As soon as the temperature starts falling in September, most Norwegians start yearning for what’s popularly known as the country’s national dish, fårikål : Lamb (mutton in earlier times) simmered for hours in salted water with peppercorns and lots of cabbage. Fårikål is served with boiled potatoes, sometimes carrots as well, and often with beer and aquavit , the strong Norwegian schnapps.
It’s a wildly popular autumn meal, also among many immigrant groups who eat a lot of lamb. But this year, it hasn’t been easy to find much fresh lamb in local stores, forcing many to delay the season’s first taste of fårikål.
Blame it on the rain and bad weather that plagued most of southern Norway since early July, along with restrictions on imported meat. Ranchers who traditionally release their sheep and lambs for free grazing have had to deal with unusually wet and muddy wool on their animals, and the bad weather has slowed down the annual round-up itself.
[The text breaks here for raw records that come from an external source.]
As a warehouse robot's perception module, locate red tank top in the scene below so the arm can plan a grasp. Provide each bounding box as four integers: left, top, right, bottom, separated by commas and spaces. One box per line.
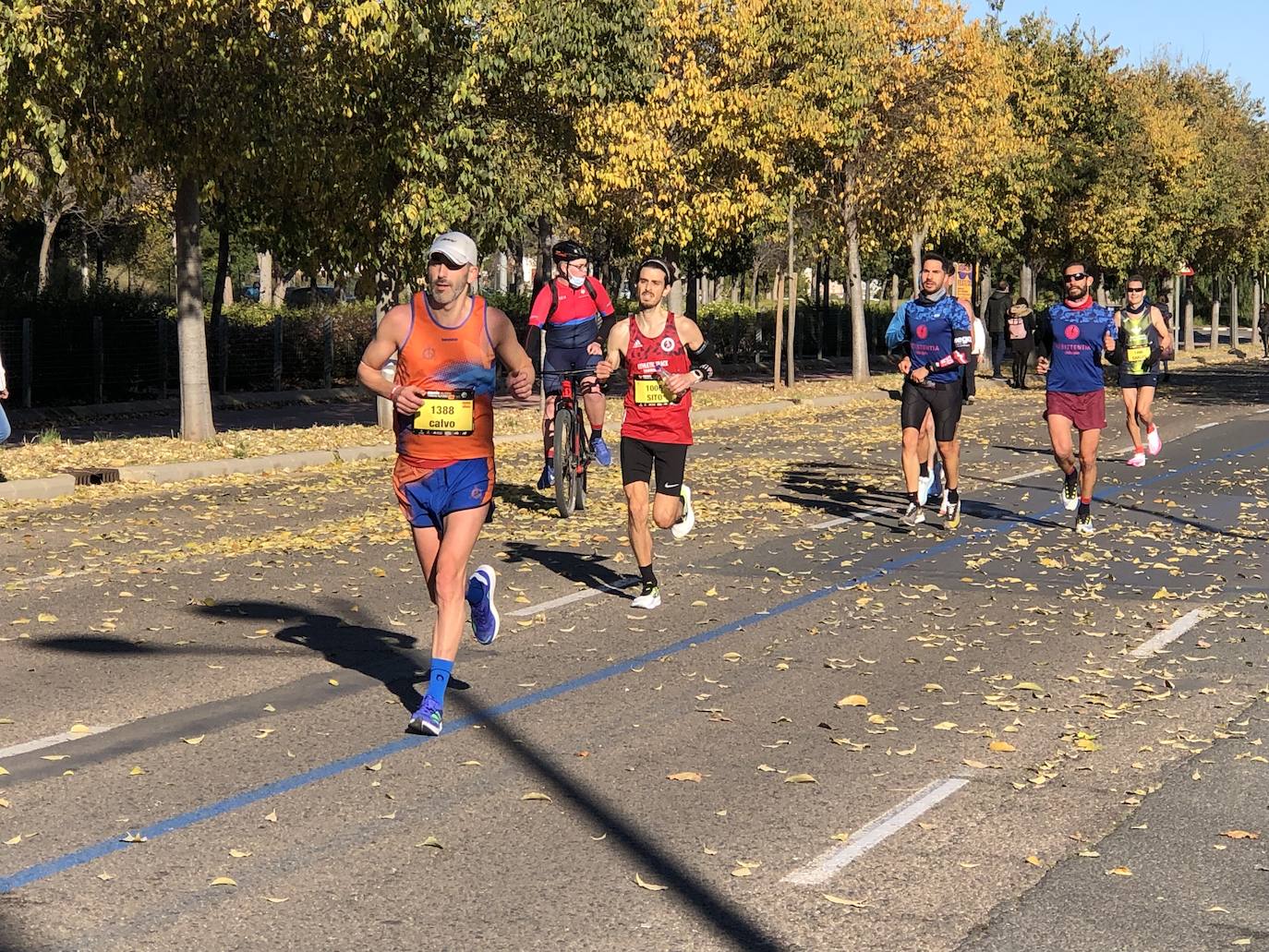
622, 314, 692, 444
393, 292, 498, 467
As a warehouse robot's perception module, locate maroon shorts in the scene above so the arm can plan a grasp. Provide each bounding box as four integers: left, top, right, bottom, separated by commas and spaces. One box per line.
1043, 390, 1106, 433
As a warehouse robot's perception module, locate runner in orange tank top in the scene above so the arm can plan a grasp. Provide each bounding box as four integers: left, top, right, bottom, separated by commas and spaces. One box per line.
595, 258, 715, 608
357, 231, 533, 735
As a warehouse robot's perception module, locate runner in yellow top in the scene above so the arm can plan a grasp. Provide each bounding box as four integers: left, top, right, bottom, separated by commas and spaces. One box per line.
1114, 274, 1173, 466
357, 231, 533, 735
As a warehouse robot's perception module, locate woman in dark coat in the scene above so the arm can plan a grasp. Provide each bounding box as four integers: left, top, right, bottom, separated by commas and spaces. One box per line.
1005, 297, 1035, 390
Nortura, Norway’s dominant meat producer, told news bureau NTB that it was difficult for ranchers to track down and find their animals in wet and muddy fields and forests. Now they need to slaughter around 800,000 sheep and lamb during the next few weeks, but Nortura hopes there will be enough lamb in the stores to enable celebration of the annual “Fårikål Day” on September 24.
Weeks of rain, meanwhile, finally gave way to sunnier skies over southeastern Norway this week, and temperatures even rose to summer-like levels. State meteorologists said the good weather should extend into next week.
Rain was still expected further north, both in Trøndelag and Møre og Romsdal, and temperatures at higher elevations are approaching the freezing point at night. Rain was also forecast for northern Norway, which along with much of the country was hit by strong winds earlier this week, approaching hurricane force at the Western Cape of Stadt.